One local Indian rights activist, Alan Leventhal, a staff member of the San
Jose State University School of Social Work and Department of Anthropology,
said he withdrew from national Indian politics because he felt the needs of
the California Indians-the people he was trying to help-were being ignored.
No tribe has ever been recognized by executive order, Regan noted, but a
number of tribes have been recognized through congressional legislation. The
current political climate in Congress, however, makes this route unlikely.
"If there is no BIA actions, we can expect to see more and more tribal
petitions to Congress," Regan said. "I can't tell you the number of tribes
calling us up and asking about the process of turning to legislation for
redress. But the chances of legislation passing in either chamber is very
low."
Still, many feel legislation may be the best way for California's
unrecognized Indians to pursue their claims.

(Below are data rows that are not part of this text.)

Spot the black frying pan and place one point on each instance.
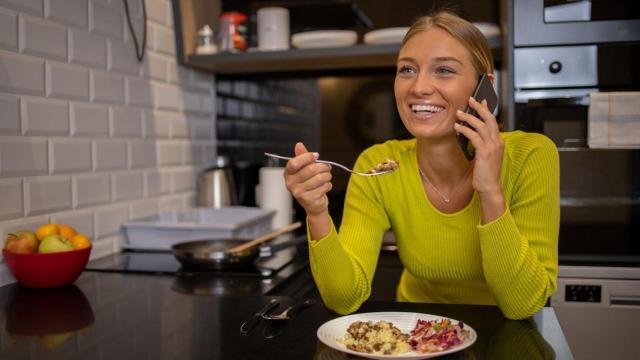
(214, 254)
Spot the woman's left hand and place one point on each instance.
(489, 146)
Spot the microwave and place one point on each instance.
(574, 22)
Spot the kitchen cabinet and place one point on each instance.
(190, 15)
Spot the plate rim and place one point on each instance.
(411, 355)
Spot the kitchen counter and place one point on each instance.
(129, 316)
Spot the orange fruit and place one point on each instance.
(46, 230)
(66, 231)
(80, 241)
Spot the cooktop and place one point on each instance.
(164, 263)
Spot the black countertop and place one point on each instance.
(130, 316)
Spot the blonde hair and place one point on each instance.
(463, 31)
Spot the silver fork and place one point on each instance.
(335, 164)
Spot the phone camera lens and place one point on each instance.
(555, 67)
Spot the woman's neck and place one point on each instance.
(442, 161)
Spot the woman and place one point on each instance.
(477, 232)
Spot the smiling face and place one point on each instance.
(434, 78)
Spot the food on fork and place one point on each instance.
(387, 165)
(375, 338)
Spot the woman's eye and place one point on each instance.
(405, 70)
(445, 71)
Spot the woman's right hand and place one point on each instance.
(308, 181)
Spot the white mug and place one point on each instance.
(273, 29)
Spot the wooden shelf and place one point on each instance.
(304, 60)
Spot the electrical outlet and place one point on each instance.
(583, 293)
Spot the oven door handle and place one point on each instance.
(583, 100)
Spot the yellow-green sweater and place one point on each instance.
(511, 262)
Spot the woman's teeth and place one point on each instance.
(426, 108)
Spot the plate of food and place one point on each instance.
(396, 335)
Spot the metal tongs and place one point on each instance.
(251, 323)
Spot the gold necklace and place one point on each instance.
(446, 199)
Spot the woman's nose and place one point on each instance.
(423, 85)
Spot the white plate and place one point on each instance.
(324, 38)
(385, 36)
(331, 331)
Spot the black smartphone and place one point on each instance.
(484, 91)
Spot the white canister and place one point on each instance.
(273, 29)
(272, 193)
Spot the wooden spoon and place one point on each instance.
(266, 237)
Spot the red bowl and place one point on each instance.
(47, 270)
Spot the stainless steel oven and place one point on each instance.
(557, 64)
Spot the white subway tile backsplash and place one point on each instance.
(142, 154)
(171, 203)
(155, 67)
(143, 209)
(75, 105)
(183, 180)
(165, 40)
(157, 182)
(47, 194)
(23, 156)
(158, 11)
(193, 154)
(201, 80)
(69, 155)
(207, 104)
(139, 92)
(11, 206)
(91, 189)
(122, 57)
(168, 97)
(169, 153)
(109, 154)
(89, 120)
(157, 124)
(8, 29)
(9, 114)
(87, 49)
(201, 128)
(126, 122)
(81, 220)
(105, 20)
(72, 12)
(43, 38)
(127, 185)
(180, 127)
(67, 81)
(21, 74)
(44, 117)
(107, 87)
(191, 101)
(109, 218)
(210, 153)
(31, 6)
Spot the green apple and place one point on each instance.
(54, 243)
(23, 241)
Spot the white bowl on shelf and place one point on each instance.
(324, 39)
(385, 36)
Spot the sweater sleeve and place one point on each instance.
(520, 248)
(343, 264)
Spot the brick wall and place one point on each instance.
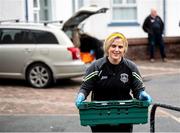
(138, 48)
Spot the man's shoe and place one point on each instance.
(152, 60)
(164, 60)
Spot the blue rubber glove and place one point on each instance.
(79, 99)
(145, 97)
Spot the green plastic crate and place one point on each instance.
(113, 112)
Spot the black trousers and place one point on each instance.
(112, 128)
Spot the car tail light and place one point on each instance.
(75, 53)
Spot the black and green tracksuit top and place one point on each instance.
(112, 82)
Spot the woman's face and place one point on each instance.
(116, 51)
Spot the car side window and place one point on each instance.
(6, 36)
(16, 36)
(43, 37)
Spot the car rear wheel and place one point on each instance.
(39, 75)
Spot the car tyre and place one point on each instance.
(39, 75)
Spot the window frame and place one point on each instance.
(124, 5)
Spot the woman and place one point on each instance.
(113, 77)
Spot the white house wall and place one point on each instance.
(173, 18)
(97, 25)
(12, 9)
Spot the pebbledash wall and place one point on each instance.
(138, 48)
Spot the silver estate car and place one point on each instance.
(38, 53)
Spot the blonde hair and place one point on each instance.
(110, 39)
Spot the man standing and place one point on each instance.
(154, 26)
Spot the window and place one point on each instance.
(124, 11)
(36, 9)
(15, 36)
(43, 37)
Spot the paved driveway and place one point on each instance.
(18, 98)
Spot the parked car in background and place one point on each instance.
(38, 53)
(90, 47)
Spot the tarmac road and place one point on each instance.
(24, 109)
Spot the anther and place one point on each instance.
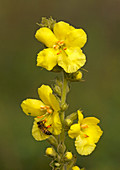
(84, 126)
(42, 107)
(47, 107)
(45, 120)
(49, 111)
(65, 48)
(39, 116)
(48, 126)
(56, 46)
(85, 135)
(59, 52)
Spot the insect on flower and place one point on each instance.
(43, 128)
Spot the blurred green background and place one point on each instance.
(98, 96)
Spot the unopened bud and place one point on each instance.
(68, 156)
(78, 75)
(61, 148)
(64, 107)
(50, 152)
(69, 119)
(75, 168)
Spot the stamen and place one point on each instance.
(65, 48)
(84, 126)
(42, 107)
(59, 52)
(45, 120)
(61, 42)
(85, 135)
(47, 107)
(49, 111)
(56, 46)
(39, 116)
(48, 126)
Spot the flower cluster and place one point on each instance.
(44, 111)
(63, 51)
(64, 47)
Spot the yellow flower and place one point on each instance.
(46, 121)
(50, 152)
(64, 47)
(86, 132)
(68, 156)
(75, 168)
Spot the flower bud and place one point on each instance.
(50, 152)
(64, 107)
(68, 156)
(75, 168)
(78, 76)
(69, 119)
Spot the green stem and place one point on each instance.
(62, 115)
(63, 97)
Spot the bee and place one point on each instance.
(43, 128)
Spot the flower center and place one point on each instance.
(60, 45)
(83, 127)
(47, 109)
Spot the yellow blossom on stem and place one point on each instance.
(64, 47)
(75, 168)
(45, 111)
(86, 132)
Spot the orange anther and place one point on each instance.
(65, 48)
(47, 107)
(85, 135)
(39, 116)
(49, 110)
(56, 46)
(42, 107)
(48, 126)
(45, 120)
(59, 52)
(84, 126)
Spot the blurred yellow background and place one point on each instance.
(98, 96)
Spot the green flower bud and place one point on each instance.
(50, 152)
(75, 168)
(78, 76)
(69, 119)
(68, 156)
(64, 107)
(49, 23)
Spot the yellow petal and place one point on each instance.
(93, 132)
(46, 36)
(83, 147)
(72, 59)
(91, 120)
(61, 29)
(80, 116)
(32, 107)
(54, 103)
(44, 93)
(56, 125)
(47, 58)
(76, 38)
(74, 131)
(37, 132)
(75, 168)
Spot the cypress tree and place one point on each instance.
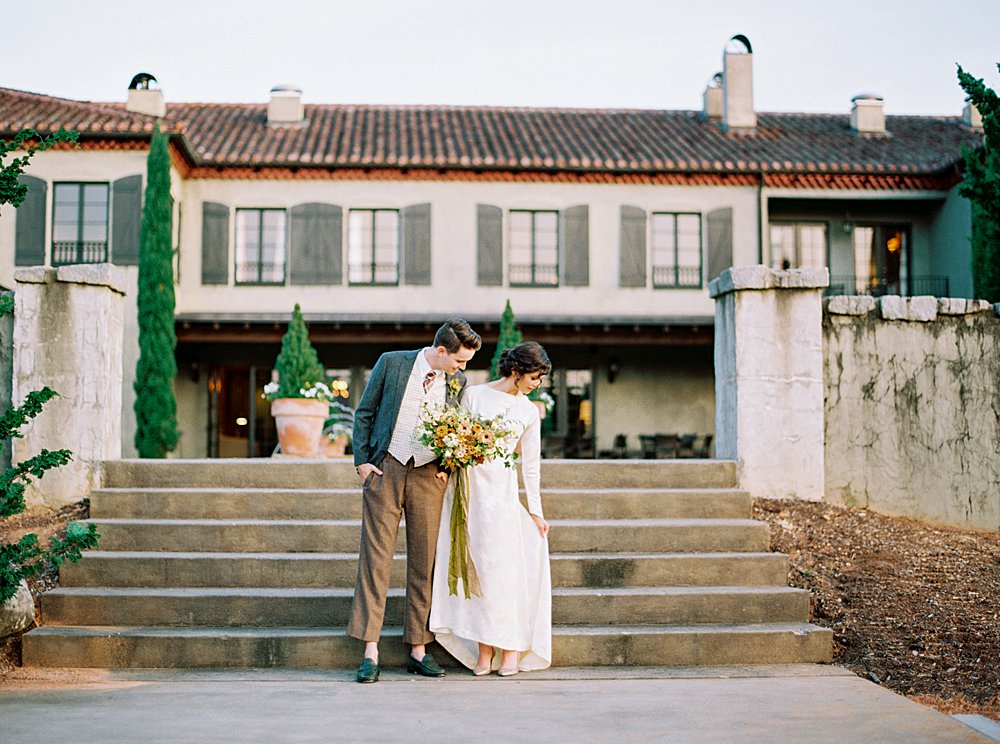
(982, 188)
(155, 405)
(509, 337)
(298, 364)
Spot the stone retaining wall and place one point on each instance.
(912, 407)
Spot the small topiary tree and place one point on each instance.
(509, 337)
(982, 187)
(155, 405)
(298, 363)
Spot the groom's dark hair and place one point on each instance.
(455, 334)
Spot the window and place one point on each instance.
(534, 249)
(676, 249)
(80, 223)
(798, 245)
(260, 246)
(373, 246)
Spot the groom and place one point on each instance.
(399, 476)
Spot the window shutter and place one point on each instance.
(632, 248)
(316, 239)
(214, 243)
(416, 248)
(719, 228)
(29, 240)
(489, 245)
(576, 246)
(126, 220)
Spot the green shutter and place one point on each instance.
(214, 243)
(126, 220)
(576, 246)
(316, 244)
(719, 230)
(632, 248)
(416, 233)
(489, 245)
(29, 233)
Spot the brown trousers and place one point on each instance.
(417, 493)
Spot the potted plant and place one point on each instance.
(300, 398)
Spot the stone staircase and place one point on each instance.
(251, 563)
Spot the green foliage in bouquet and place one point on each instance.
(155, 405)
(982, 187)
(297, 364)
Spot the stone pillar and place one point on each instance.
(769, 378)
(68, 336)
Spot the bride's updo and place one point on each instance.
(524, 359)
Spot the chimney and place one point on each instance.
(713, 98)
(737, 86)
(971, 117)
(285, 107)
(145, 96)
(867, 115)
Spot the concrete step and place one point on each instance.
(345, 503)
(268, 473)
(257, 607)
(326, 648)
(305, 536)
(317, 570)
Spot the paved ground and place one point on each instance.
(807, 703)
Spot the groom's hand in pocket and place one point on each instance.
(366, 469)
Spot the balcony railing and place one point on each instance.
(72, 251)
(914, 286)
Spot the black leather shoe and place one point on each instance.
(367, 672)
(426, 666)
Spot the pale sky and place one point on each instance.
(808, 55)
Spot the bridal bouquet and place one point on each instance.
(462, 439)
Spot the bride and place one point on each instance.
(508, 628)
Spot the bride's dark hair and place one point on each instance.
(524, 359)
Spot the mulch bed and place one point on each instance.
(913, 607)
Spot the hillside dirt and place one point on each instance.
(913, 607)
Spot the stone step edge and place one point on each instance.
(680, 522)
(102, 631)
(216, 555)
(398, 592)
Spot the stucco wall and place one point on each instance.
(912, 411)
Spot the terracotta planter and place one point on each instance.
(300, 425)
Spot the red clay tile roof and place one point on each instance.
(465, 138)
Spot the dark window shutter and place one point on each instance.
(316, 244)
(126, 220)
(719, 229)
(214, 243)
(632, 248)
(416, 233)
(489, 245)
(29, 240)
(576, 246)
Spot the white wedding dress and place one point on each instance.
(511, 558)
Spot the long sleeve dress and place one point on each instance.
(511, 558)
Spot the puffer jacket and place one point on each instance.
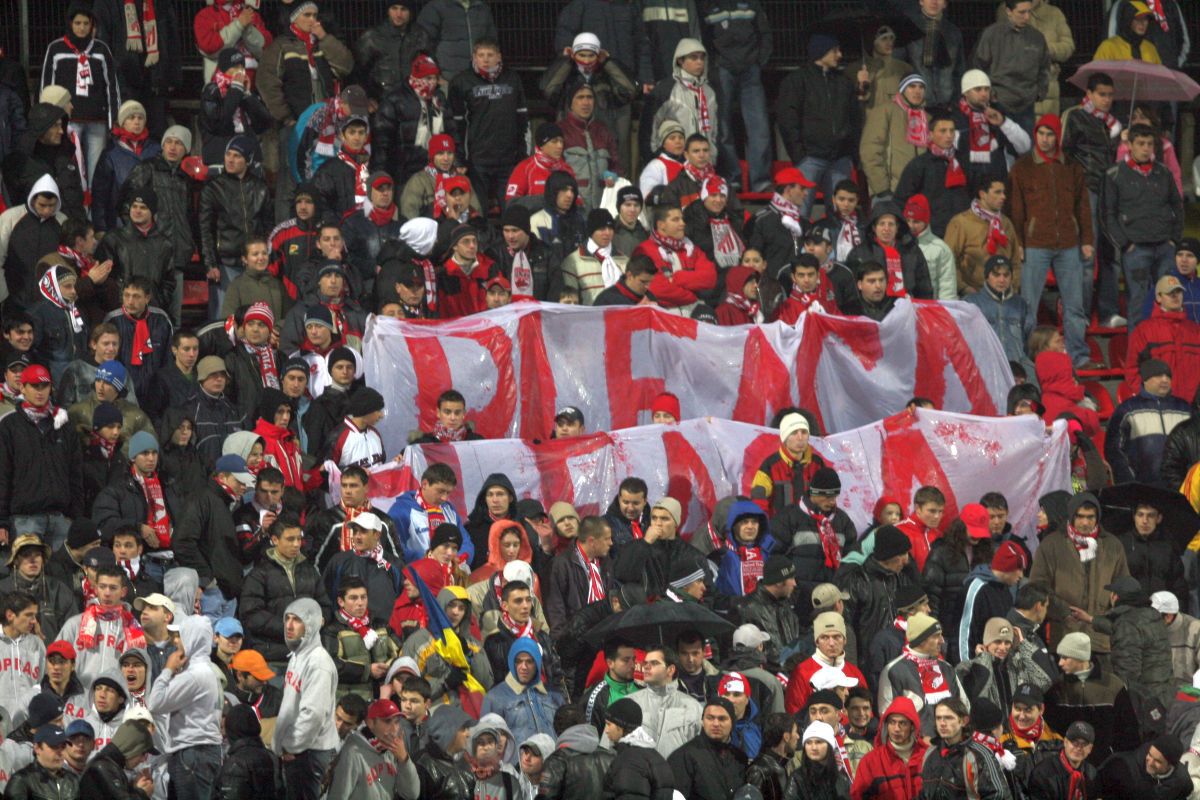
(883, 774)
(1057, 565)
(819, 114)
(677, 101)
(394, 133)
(639, 773)
(912, 262)
(1139, 209)
(174, 192)
(286, 80)
(579, 768)
(454, 25)
(873, 590)
(885, 149)
(1048, 200)
(112, 170)
(267, 593)
(1137, 435)
(797, 534)
(385, 53)
(1008, 316)
(149, 254)
(232, 209)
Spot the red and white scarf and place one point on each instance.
(979, 132)
(519, 631)
(933, 683)
(142, 36)
(917, 126)
(264, 356)
(595, 578)
(790, 214)
(156, 506)
(1111, 122)
(996, 236)
(1085, 543)
(702, 113)
(83, 263)
(361, 170)
(751, 567)
(361, 625)
(829, 543)
(84, 78)
(142, 344)
(223, 82)
(1141, 169)
(894, 265)
(89, 627)
(954, 173)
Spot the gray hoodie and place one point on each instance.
(22, 663)
(191, 698)
(310, 689)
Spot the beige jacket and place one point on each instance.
(883, 149)
(967, 239)
(1050, 22)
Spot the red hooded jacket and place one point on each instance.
(882, 774)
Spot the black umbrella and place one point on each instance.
(659, 623)
(855, 30)
(1180, 519)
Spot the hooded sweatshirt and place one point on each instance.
(192, 697)
(310, 689)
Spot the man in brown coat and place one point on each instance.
(894, 133)
(1053, 215)
(981, 232)
(1077, 564)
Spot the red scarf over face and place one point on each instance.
(996, 235)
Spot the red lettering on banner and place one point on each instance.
(629, 395)
(552, 458)
(940, 340)
(538, 392)
(687, 473)
(909, 462)
(766, 386)
(432, 372)
(862, 336)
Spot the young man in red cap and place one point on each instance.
(778, 230)
(939, 258)
(1053, 215)
(375, 762)
(41, 464)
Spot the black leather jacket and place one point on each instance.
(232, 209)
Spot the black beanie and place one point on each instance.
(241, 722)
(364, 401)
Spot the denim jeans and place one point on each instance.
(1143, 266)
(93, 139)
(1069, 274)
(745, 89)
(826, 174)
(303, 775)
(1107, 287)
(215, 606)
(193, 771)
(51, 528)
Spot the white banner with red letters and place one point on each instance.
(703, 459)
(520, 364)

"By October we will be putting together a report for Congress," said Polly
Gervin, staff person for the Advisory Council on California Indian Policy.
"Then we expect to come forward with draft legislation."
The council itself is the stepchild of recognition legislation. The Council
was formed by President Bush as a sort of consolation prize in 1992 after he
vetoed tribal recognition legislation, yet acknowledged the extent of the
problem. Altogether, Gervin said, there are 42 unrecognized tribes in
California totaling some 80,000 individuals.
U.S. Rep. Zoe Lofgren said she met with Cambra when she was in Washington
earlier this month for the third White House meeting. She said she supports
the Muwekma petition despite the potential cost to the federal government.
"To me this is an issue of fundamental rights, not money," said Lofgren. "Do
we say-although I guess the Republicans are these days-that we are not going
to provide benefits to disabled veterans because it would cost too much, or
we are not going to enforce Civil Rights laws because it would cost too much?
No. This is about doing what's right. This is about justice, not economics."